VantageScore vs FICO: The Algorithms
Your credit score is calculated based on a variety of factors and is ever-changing and readily accessible. The two credit scoring systems use similar algorithms to generate your score, but with a few slight differences.
A FICO Score is calculated based on the following parameters:
- 35% Payment History
- 30% Debt vs Credit
- 15% Credit History
- 10% Types of Credit
- 10% New Accounts
Read the following guide for more in-depth information on how a FICO Score is calculated.
As for VantageScore, it is calculated (roughly) as follows:
- 40% Payment History
- 20% Age/Type of Credit
- 20% Credit Utilization
- 10% Credit Balances
- 10% Recent Credit
At first glance, these two algorithms seem vastly different and there are certainly some areas where that is the case. However, they are both heavily reliant on Payment History, which is determined by whether or not you meet your monthly repayments, and Credit Variety/Age.

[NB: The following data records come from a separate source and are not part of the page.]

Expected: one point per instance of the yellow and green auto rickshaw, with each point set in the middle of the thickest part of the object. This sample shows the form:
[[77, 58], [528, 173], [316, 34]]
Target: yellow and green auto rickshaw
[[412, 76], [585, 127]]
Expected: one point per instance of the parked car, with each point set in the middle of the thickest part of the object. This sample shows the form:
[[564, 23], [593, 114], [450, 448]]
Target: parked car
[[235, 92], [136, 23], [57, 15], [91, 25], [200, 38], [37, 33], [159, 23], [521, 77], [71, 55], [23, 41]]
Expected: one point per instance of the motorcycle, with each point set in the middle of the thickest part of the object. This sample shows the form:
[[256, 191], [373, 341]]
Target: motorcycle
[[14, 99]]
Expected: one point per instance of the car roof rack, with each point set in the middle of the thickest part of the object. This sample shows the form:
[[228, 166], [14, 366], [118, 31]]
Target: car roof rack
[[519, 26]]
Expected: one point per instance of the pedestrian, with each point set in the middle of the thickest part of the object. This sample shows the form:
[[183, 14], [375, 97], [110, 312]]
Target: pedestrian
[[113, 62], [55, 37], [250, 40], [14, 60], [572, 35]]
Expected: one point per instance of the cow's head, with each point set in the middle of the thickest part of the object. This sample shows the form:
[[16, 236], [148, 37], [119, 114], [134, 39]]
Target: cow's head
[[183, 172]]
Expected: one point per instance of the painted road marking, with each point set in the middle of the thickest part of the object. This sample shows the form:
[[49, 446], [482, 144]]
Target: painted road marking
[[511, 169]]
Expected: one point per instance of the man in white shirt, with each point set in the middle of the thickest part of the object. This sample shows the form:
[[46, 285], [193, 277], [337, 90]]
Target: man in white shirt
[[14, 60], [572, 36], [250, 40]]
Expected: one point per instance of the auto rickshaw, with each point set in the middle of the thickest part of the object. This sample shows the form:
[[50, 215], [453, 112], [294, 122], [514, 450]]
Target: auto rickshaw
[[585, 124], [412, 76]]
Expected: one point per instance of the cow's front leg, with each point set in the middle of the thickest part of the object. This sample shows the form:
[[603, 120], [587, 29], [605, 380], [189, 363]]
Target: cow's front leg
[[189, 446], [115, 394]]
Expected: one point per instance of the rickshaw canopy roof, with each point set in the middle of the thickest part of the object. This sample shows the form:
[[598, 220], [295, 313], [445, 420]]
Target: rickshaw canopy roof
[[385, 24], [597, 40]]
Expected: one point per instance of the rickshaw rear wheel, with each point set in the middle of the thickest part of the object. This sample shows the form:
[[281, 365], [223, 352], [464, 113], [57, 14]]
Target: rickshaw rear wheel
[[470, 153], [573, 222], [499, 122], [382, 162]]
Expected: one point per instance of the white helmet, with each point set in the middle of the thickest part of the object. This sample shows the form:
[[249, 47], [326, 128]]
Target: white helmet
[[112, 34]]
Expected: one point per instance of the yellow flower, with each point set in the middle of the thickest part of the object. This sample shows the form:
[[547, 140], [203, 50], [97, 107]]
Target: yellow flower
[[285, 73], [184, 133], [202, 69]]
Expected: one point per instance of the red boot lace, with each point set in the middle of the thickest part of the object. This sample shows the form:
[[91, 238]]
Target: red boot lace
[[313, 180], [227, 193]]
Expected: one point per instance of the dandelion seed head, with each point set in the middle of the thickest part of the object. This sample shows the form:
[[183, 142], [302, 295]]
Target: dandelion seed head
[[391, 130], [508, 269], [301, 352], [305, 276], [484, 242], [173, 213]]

VantageScore includes Credit Balances and Credit Utilization, which is rarely mentioned with regards to a FICO Score. However, these two factors are basically the same thing as the Debt vs Credit. In Debt vs Credit, for instance, your FICO Score will look at how much credit you have available versus how much of this is being used, which is also known as Credit Utilization.
Benefits of VantageScore versus FICO Score
There are some key areas in which VantageScore differs from FICO Score and the main one affects consumers with very little credit history. With a FICO Score, you generally need to have at least 6 months of processable data before you will be given a score. With VantageScore, you may be given a score with just 1 account being active for just 1 month.
VantageScore is more willing to ignore collections that have been paid in full. This is also true for some new models of the FICO Score, but many older models are still in use that do not dismiss collections so easily.
VantageScore versus FICO Score: Which is Better?
VantageScore was created by credit bureaus, who it’s fair to say have a lot of experience when it comes to collecting, organizing, and reporting on financial data. It was designed to make their lives easier and to give lenders a more accurate and reliable score, while also giving consumers a little more consistency.
However, both VantageScore and FICO Score take the same things into consideration and provide very similar results. It’s rare for a consumer to have a good VantageScore and a bad FICO Score, or vice versa. In fact, unless there has been a major oversight or mistake, this simply won’t happen.
The Future of Credit Scoring Systems
We mentioned that VantageScore has undergone several transformations over the years, including a notable shift towards the same scoring range used by FICO. But FICO is also constantly evolving and improving. It adapts to changing trends and is constantly looking at ways to improve its accuracy and reliability.
Both of these scores will likely be around for many years to come and will no doubt experience a number of evolutions in the next decade or so. But regardless of how many times they change and how many iterations we see, the principle will remain the same: Extensive credit histories and minimal debt will generate good scores; extensive debt and minimal credit histories will generate bad scores.